I welcome the fact that the Oireachtas Committee of Public Accounts (PAC) recently examined the Chapter on Financial Control in the Irish Red Cross Society that was contained in the Comptroller and Auditor General’s recent Report. I also welcome the fact that the Irish Red Cross Society readily agreed to appear before the Committee and I believe that their attendance represented a further important step in restoring the full confidence of the public in the Irish Red Cross Society. It is clear that before it agreed to dispose of the Chapter in question, the PAC dealt in some considerable depth with a wide range of issues relating to weak financial controls in the past and allegations of poor corporate governance. I believe that the PAC’s work in this regard has helped to clear the air in relation to a number of serious allegations that have been made in public concerning, inter alia , the appropriateness of how the Society deals with unrestricted donations, its treatment of its property portfolio in its accounts, and also its ability to produce consolidated audited accounts for the whole of the Society. I am satisfied that the officials from the Irish Red Cross Society answered all of the questions put to them and whilst I am aware that some of the information presented to the PAC has subsequently been disputed by some, the question of resolving any discrepancies or misunderstandings that may have arisen is a matter for the Committee.

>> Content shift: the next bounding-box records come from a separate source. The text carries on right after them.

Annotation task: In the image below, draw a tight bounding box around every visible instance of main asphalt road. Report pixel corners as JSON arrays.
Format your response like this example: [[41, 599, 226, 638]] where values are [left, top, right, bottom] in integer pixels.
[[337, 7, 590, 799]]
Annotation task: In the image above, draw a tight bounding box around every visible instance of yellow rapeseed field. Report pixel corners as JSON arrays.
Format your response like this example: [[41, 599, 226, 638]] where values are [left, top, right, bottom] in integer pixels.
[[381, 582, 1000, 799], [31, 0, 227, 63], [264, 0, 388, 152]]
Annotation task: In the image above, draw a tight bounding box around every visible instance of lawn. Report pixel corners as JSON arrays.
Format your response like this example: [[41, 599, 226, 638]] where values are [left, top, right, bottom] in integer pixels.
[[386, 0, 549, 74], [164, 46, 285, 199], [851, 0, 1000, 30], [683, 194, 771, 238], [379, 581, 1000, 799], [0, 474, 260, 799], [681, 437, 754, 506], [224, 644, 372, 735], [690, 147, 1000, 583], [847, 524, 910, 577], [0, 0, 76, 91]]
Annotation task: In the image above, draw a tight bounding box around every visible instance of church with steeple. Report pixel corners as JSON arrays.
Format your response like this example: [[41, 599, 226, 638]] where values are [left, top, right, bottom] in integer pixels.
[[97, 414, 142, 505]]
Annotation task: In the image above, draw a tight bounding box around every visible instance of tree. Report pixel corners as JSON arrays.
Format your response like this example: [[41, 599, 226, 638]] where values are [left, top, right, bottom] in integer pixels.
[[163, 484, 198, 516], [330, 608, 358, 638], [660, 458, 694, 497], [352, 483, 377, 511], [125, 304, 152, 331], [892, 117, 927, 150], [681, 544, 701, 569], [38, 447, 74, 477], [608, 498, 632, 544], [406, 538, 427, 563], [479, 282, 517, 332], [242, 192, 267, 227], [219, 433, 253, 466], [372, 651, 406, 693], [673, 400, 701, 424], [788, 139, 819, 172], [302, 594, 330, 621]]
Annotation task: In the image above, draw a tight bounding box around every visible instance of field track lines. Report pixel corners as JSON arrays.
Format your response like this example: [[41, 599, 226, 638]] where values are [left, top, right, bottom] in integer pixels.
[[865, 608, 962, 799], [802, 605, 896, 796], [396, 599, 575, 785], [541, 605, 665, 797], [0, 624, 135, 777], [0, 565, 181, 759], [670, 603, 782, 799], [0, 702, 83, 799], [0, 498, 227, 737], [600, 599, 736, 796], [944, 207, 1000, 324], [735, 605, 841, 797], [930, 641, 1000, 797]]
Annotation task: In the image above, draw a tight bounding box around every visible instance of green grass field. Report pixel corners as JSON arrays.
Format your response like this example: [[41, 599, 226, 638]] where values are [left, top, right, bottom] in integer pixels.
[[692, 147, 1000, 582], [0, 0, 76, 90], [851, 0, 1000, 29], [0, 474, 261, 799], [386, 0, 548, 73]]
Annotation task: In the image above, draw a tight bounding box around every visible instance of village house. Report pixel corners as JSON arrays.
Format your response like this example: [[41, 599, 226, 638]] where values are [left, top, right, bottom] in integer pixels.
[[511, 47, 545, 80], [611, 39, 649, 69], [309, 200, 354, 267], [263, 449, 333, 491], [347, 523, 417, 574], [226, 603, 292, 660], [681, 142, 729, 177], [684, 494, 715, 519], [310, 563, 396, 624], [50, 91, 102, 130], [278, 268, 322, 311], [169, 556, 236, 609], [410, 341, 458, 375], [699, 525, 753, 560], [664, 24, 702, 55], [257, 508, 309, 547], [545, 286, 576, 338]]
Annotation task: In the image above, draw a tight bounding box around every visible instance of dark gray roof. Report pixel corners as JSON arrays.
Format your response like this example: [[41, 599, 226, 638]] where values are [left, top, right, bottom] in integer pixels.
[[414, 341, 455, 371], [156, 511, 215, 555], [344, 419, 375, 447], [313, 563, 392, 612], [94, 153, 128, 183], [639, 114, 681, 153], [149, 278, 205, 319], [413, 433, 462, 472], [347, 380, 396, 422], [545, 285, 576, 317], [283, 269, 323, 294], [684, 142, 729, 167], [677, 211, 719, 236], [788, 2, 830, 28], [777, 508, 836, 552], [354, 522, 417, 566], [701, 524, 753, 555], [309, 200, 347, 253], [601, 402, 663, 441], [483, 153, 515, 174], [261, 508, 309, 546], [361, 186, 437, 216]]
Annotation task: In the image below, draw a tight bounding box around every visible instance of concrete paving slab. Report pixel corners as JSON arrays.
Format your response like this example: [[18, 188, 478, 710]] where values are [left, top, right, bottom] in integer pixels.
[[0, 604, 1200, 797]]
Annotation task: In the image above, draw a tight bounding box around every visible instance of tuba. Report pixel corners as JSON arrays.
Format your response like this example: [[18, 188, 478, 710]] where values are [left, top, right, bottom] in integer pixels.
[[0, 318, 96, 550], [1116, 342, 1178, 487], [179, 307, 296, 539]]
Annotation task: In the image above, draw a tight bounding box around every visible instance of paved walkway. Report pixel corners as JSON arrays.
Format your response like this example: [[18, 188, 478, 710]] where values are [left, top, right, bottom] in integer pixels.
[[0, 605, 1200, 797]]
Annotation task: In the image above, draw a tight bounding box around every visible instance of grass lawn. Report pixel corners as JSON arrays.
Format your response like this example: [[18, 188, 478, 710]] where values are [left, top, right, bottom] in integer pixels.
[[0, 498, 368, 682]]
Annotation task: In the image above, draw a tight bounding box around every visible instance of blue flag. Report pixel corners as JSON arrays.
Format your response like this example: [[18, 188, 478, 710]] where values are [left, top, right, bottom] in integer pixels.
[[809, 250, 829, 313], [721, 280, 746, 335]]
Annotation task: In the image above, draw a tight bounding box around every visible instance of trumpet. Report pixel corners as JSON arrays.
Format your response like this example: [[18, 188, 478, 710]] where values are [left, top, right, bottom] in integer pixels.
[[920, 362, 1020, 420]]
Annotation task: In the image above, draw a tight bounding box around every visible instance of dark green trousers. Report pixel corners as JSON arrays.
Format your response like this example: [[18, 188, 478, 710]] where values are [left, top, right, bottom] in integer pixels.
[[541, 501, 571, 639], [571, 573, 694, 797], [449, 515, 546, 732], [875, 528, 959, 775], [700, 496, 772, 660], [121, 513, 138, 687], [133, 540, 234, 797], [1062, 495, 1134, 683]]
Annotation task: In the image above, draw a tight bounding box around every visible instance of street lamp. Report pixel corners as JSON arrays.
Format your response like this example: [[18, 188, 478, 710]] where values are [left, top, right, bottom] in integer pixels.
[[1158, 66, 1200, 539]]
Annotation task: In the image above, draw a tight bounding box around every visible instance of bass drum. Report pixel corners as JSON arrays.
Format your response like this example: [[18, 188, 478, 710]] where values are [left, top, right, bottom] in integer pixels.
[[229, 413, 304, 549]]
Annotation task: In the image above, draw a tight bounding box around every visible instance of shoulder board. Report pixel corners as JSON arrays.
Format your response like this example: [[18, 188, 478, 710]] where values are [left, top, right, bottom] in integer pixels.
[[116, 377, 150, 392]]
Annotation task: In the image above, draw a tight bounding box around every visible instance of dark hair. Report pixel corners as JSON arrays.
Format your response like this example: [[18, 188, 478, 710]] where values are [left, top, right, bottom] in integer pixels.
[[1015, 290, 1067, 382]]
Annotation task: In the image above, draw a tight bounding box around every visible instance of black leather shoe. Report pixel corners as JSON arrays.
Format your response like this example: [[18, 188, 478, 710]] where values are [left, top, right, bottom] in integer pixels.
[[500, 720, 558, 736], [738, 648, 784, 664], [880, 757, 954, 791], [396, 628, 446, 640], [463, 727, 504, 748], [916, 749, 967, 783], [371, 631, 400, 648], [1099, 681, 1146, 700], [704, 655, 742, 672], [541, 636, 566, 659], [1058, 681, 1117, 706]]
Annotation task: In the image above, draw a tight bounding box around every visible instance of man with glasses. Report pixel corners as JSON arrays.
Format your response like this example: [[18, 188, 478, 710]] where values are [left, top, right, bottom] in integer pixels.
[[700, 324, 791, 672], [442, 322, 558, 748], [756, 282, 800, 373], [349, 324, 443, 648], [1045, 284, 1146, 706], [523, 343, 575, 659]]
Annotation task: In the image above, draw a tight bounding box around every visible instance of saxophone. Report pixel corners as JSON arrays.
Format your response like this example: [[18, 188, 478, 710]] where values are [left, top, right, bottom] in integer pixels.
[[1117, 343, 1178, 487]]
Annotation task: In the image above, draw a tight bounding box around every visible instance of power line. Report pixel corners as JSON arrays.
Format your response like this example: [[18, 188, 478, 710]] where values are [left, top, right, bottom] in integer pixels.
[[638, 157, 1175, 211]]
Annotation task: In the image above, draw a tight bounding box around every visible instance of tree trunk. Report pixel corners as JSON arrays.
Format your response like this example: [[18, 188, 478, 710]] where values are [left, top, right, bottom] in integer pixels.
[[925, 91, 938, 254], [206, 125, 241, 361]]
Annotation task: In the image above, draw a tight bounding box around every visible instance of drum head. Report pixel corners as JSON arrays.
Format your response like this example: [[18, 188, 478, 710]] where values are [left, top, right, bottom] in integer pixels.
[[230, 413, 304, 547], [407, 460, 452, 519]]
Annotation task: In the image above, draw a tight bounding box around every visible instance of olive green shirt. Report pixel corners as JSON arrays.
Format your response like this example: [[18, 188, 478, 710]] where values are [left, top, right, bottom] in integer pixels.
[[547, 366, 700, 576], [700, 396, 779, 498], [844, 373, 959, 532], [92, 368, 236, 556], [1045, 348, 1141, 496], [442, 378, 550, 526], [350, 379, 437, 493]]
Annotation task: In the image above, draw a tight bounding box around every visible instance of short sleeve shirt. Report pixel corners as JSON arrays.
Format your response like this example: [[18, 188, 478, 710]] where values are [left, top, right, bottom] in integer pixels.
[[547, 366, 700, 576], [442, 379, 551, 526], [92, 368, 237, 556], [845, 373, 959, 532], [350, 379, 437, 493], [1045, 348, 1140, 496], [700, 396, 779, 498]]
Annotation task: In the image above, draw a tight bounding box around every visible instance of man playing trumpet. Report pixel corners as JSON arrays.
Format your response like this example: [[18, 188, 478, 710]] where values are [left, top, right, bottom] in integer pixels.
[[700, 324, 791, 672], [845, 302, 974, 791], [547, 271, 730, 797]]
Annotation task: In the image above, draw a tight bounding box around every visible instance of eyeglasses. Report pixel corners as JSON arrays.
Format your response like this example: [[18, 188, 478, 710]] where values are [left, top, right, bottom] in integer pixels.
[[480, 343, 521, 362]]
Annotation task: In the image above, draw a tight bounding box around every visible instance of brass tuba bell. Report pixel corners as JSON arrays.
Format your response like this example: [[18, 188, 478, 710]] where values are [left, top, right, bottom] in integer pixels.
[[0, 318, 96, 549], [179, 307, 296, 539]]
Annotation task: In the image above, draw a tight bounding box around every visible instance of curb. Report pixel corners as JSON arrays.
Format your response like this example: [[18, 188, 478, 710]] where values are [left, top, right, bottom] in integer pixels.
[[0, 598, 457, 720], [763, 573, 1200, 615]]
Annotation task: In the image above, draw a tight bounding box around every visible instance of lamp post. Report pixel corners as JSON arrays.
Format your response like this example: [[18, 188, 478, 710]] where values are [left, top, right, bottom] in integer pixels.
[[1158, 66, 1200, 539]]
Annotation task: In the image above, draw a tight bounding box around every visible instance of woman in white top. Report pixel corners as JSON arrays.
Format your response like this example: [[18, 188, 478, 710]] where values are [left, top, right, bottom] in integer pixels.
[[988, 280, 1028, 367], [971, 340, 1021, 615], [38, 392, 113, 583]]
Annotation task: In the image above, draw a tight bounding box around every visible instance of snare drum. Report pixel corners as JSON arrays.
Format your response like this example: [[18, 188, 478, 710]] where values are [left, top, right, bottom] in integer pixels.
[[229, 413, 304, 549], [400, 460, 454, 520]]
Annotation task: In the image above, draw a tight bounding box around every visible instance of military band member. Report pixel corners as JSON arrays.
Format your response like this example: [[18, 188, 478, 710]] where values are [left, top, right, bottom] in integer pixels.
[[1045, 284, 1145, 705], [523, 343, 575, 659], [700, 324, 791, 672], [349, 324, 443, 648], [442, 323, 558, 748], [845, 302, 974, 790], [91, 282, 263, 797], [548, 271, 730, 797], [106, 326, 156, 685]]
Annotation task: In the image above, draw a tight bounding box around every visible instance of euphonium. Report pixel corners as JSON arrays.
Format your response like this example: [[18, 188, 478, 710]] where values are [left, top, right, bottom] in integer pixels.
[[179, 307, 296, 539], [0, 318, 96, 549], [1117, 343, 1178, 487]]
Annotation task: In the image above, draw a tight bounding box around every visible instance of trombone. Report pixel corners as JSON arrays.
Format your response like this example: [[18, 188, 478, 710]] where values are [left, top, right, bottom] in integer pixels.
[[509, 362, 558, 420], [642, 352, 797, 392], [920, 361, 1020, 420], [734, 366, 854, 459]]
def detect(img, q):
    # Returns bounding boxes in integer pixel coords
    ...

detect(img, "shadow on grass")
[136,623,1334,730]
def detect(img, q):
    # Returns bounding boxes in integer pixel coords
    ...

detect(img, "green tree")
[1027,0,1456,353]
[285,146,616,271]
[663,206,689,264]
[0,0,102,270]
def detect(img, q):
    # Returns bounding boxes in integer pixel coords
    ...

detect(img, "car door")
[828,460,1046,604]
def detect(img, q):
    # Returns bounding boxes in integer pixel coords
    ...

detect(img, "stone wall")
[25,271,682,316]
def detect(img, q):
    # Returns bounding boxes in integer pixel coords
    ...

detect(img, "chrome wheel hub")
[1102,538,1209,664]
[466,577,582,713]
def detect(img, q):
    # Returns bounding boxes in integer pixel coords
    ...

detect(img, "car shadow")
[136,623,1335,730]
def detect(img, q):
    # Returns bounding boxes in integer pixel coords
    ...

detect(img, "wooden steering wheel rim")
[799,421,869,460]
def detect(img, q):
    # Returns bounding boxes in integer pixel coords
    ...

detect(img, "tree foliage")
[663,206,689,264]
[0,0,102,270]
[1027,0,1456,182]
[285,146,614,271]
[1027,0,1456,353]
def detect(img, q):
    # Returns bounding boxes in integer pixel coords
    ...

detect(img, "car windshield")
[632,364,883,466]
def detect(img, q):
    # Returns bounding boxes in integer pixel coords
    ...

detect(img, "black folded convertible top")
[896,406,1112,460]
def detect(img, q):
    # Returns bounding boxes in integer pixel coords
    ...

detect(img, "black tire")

Question 550: To ask the Minister for Defence his views on the fact that under the new Red Cross Constitution, there is no provision for retrospection of service, meaning the vice chairman and honorary treasurer can each serve for a further six years, bringing their service to 27 years and 15 years respectively; his further views on whether this arrangement meets good corporate governance guidelines; and if he will make a statement on the matter. [8223/12]
Question 551: To ask the Minister for Defence when the new Irish Red Cross statutory order will be brought to Cabinet for consideration; if it is his intention to include a clause on retrospection of service for members of the IRC executive committee in the new order; and if he will make a statement on the matter. [8224/12]
I propose to take Questions Nos. 550 and 551 together.
I am on record as saying that I do not believe that it is conducive to good corporate governance for any individual to serve indefinitely on the Central Council or the Executive Committee of the Irish Red Cross Society, or in the same appointment. I have previously written to the Chairman of the Society and expressed my views on the need for mandatory breaks in service. I welcome the fact that the issue of turnover and rotation at leadership levels was raised by him at a subsequent Central Council meeting and that agreement was reached by the members to introduce a mandatory three-year break for Executive Committee members in circumstances where a member may have previously served for two consecutive three year terms.
In relation to the issue of retrospection, I am aware of the fact that it is the firm view of the International Federation of Red Cross and Red Crescent Societies that this is a matter for the membership of the Irish Red Cross Society who are free to choose whether to support long serving colleagues who present themselves for re-election to the Executive Committee. I am also aware that there is an ongoing debate about this issue amongst the membership of the Irish Red Cross Society. As retrospection is a matter for the democratic processes of the Society, I believe that its members should be given the opportunity to determine this issue for themselves. I am satisfied that in seeking to get the right balance, the members will consider the views of their external stakeholders in making such decisions. In these circumstances, I do not believe that it is appropriate for the State to impose on the Society, which is an independent body corporate, changes to its election procedures that have not been sought by its members or by the International Federation.
The position in relation to the proposed legislation is that officials from my Department are currently liaising with the Office of the Attorney General on the final text of an amendment to the Irish Red Cross Society Order 1939. I expect to be in a position to bring this legislation to Government for approval in the coming weeks.